The conference room was quiet. She could feel her heartbeat in her wrists, in her throat, behind her eyes. The rain from a week ago had left a new stain on the ceiling, adjacent to the old one. She stared at it.

"Knowing why you hurt someone doesn't undo the hurt,” she said.

"I know. And I’ll regret what I did for the rest of my life.”

He stood. She watched, heart hammering, as he came around the table's edge. She didn't move. She should've moved. She should've picked up her folder and walked out.

He stopped a foot away. "Tell me to leave," he said. "Say the word and I'll go. I'll transfer the grant oversight to my team. You'll never have to see me again."

"I don't want you to leave."

The words fell out of her before she could stop them, honest and terrified. She heard herself say them and wanted to shove them back inside where they were safe.

His hand came up. Slowly, so slowly she could've stopped him. He was giving her time to stop him. She didn’t.

His fingers touched her jaw: the same spot as the diner, but different now. Deliberate. A question asked with his hand.

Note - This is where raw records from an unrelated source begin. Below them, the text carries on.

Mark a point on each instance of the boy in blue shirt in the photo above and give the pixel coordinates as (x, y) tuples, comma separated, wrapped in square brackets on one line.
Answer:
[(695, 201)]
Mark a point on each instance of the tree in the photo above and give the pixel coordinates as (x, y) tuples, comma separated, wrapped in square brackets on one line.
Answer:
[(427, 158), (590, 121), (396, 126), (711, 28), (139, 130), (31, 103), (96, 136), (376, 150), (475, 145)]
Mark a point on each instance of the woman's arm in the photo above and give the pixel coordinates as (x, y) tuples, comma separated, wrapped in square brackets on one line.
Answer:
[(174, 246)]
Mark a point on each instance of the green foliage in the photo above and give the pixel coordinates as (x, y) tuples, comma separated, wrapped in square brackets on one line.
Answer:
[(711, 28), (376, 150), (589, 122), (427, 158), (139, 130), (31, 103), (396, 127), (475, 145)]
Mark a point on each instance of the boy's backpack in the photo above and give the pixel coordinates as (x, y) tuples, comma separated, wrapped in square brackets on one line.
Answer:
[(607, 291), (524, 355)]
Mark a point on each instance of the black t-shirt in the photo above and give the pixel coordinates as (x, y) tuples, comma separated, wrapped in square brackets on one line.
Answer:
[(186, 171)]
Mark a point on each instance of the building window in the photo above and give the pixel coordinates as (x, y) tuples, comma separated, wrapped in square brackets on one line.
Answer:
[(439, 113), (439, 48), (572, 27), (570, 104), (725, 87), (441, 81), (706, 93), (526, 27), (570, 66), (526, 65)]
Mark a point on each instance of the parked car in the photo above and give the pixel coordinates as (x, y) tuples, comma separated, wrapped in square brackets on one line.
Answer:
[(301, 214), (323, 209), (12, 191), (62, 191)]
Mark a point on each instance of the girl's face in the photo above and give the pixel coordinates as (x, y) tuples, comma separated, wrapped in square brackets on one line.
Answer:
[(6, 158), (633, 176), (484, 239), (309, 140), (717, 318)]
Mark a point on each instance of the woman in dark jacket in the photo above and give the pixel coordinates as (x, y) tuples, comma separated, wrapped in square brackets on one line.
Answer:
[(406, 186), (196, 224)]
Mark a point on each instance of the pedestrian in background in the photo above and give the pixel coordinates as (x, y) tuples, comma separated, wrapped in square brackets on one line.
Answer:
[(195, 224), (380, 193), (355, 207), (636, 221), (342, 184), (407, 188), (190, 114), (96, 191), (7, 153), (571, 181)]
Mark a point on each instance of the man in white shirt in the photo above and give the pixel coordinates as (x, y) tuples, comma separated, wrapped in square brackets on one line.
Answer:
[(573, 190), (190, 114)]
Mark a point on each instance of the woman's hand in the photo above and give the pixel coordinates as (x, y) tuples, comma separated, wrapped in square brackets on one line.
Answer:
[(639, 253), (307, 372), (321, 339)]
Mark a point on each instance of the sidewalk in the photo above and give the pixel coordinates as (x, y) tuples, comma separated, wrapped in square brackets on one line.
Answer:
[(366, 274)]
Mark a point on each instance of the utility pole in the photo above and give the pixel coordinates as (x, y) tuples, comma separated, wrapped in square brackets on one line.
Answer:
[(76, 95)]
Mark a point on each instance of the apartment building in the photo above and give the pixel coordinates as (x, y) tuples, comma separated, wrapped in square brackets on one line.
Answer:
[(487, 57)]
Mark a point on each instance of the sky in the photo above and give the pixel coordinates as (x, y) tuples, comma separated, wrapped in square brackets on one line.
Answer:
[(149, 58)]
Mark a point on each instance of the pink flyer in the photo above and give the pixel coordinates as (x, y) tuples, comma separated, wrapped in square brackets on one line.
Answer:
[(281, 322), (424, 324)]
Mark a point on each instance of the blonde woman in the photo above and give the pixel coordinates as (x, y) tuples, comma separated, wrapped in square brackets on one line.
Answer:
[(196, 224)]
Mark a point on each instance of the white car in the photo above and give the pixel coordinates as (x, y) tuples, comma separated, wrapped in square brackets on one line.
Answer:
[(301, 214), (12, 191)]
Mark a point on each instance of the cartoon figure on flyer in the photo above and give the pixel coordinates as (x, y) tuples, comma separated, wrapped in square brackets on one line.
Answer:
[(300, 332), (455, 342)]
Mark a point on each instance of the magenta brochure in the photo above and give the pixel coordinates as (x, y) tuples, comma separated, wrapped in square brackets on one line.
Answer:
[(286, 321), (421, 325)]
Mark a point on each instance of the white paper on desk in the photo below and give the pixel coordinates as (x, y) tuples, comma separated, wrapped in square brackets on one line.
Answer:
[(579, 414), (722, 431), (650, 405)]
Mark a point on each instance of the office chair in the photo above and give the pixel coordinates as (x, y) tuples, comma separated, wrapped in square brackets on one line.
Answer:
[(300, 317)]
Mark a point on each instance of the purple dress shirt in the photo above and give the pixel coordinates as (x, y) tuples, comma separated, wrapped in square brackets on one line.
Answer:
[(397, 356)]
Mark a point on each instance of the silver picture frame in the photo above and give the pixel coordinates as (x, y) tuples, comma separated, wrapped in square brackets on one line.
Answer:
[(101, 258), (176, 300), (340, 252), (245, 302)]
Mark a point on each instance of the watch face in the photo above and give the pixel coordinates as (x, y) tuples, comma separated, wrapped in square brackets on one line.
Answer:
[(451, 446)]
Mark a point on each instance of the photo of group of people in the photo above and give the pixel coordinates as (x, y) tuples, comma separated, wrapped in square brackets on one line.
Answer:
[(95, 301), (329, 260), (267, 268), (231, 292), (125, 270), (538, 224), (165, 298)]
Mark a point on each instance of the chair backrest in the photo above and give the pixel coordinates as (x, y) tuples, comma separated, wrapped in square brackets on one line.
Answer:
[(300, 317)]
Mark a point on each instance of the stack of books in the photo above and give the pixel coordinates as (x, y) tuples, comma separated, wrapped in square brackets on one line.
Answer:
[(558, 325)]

His blue eyes met hers. Held. He leaned over, pressing his lips to hers.

She returned his kiss. He deepened it, and it was as if they were drawn together by a gravity she'd spent months pretending didn't exist. His mouth on hers, warm, steady and desperate all at once.

His hand sliding from her jaw to the back of her neck, into her hair, her unruly brown curls he'd never touched when they were together because she'd always pinned them up.

She grabbed the front of his blazer and pulled him closer, and the sound he made — low, broken, grateful — went through her like an electric current.

This was nothing like the managed kisses of their engagement. This was messy, graceless, two people who'd been holding their breath for months finally exhaling into each other.

She pulled back first. His forehead rested against hers. His breathing was ragged. His hand was still in her hair.

"This doesn't fix anything," she said.

"I know."

"I'm still angry."

"You should be, sweetheart. You absolutely should be.”

She put her hand on his chest. Pushed him back, gently. He went. She picked up her folder, her coffee cup, her pen. Reassembled the pieces. Her lips were swollen. Her hair was a disaster.

"Let me take you to dinner," he said. "Or coffee. Or lunch. Anything. Not a meeting, not a grant review. Just — you and me. A table. Actual food."

"No."

The word came out clearer than she expected. He closed his eyes.

"Not yet," she added. She hadn't planned to say that either. The yet just appeared, slipping past her defenses like a cat through a cracked door. She saw it register on his face, the difference between no and not yet. The distance between a wall and a door.

"Okay," he said, smiling. The smile made him look even more handsome. She looked away and cleared her throat.

"Thursday. Four o'clock. Showcase logistics."

Then she turned and walked out and into the hallway, her lips still tingling, her hands still shaking, her chest full of a feeling she refused to name because naming it would make it undeniable.

But the door was cracked open between them. They both knew it. And she wasn't sure she wanted to close it again.